Figure 18 – Setting and viewing a breakpoint in the _main() function.

To begin debugging the Startup, press the Reset,

, and Run,, buttons. If you’ve burned the Startup into the Sandpoint’s flash memory along with the IPL, the debugger stops at the breakpoint. If you have to download the image over a serial connection (via the sendnto utility or the Sandpoint ROM monitor), the debugger breaks on this instruction once the image has been loaded into RAM and executed. It’s also possible for you to trace through the IPL program to the point where it transfers control over to the Startup.

Figure 19 – Debugger stopped on the _main() function.

You can use the debugger to debug the Startup source code in the same ways described in the Debugging the Sandpoint IPL section. For instance, you can let the debugger run to the Sandpoint Startup main() function, and then step into the source.

Figure 20 – Stepping into the Sandpoint Startup main() function.

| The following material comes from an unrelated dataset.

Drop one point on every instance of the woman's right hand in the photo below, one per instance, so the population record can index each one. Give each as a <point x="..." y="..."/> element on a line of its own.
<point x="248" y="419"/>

Once Startup completes initializing the environment, it transfers control over to the QNX Neutrino microkernel, procnto. Then, the kernel switches on the CPU’s MMU, transferring the system over to virtual memory mode. From this point on, you can use a standard hardware debugger such as the AMC MWX-ICE to step through the kernel’s instructions, examine registers, etc., but you can’t look at kernel or application data, because this memory is accessed in virtual memory mode. At this point however, the target board is up and running, and you can develop and debug user applications (including drivers) by using the standard QNX software debugging agent, pdebug, in conjunction with the standard QNX development tools.

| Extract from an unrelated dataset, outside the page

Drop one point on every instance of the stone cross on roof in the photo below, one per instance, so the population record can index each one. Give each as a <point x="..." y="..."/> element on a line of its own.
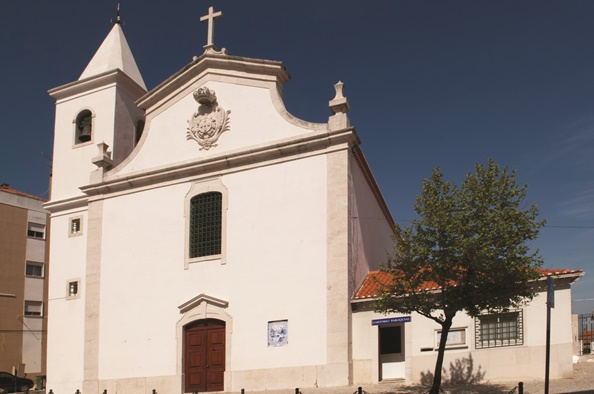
<point x="210" y="18"/>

The IPL program is responsible for basic setup of the CPU, including the memory controller, and copies the QNX Neutrino image into RAM. It’s also possible for you to circumvent the IPL by using a hardware debugger. Hardware debuggers let you transfer an image in ELF or SREC format directly to target memory. In order to transfer a QNX Neutrino image (which includes the Startup program) to a target and run the RTOS, you must first configure the CPU and environment similar to the steps performed by the IPL. This is often done using a script that programs CPU registers and the memory controller before the image is downloaded and executed.

The pdebug software debugger requires a free serial port or Ethernet connection on the target board. There are a number of alternatives to debug user applications on deeply embedded targets without free communication ports:

• ROM Emulator - Some ROM emulators provide the capability of communication through the emulated ROM. For example, a virtual serial driver is available for QNX targets based on the AMC NetROM, letting you debug applications by using pdebug through this virtual serial port.
• Serial Through JTAG - A driver is available for the AMC PowerTAP and WireTAP, creating a virtual serial port connection between the host and target hardware over a JTAG connection to be used for debugging.
• QNX Neutrino RTOS Aware JTAG - Some hardware debuggers are available with knowledge of the QNX Neutrino RTOS, allowing for debugging of user applications. Contact AMC and Lauterbach for more details.

5. Summary

The software development and debugging process differs between QNX Neutrino and conventional embedded RTOSes. The QNX virtual memory based microkernel architecture protects the system from unstable applications and drivers. The modular QNX Neutrino architecture allows for reliable software debugging. You can start and stop QNX applications and drivers as desired on a running system, and you can debug them using the software debug agent pdebug. Hardware debuggers can also be valuable tools in the development of embedded systems, but are generally used differently than with other embedded RTOSes. Hardware debuggers are most useful in debugging software that’s running in physical memory mode, such as QNX IPL, Startup, and kernel callouts.

6. References

1. “System Architecture”, QNX Software Systems.
2. “Building Embedded Systems”, QNX Software Systems.
3. “The New Business Imperative: Achieving Shorter Development Cycles while Improving Product
Quality”, Paul N. Leroux, QNX Software Systems.
4. “Embedded Systems Design – An Introduction to Processes, Tools, & Techniques”, Arnold S.
Berger, CMP Books.
5. “An Embedded Software Primer”, David E. Simon, Addison Wesley.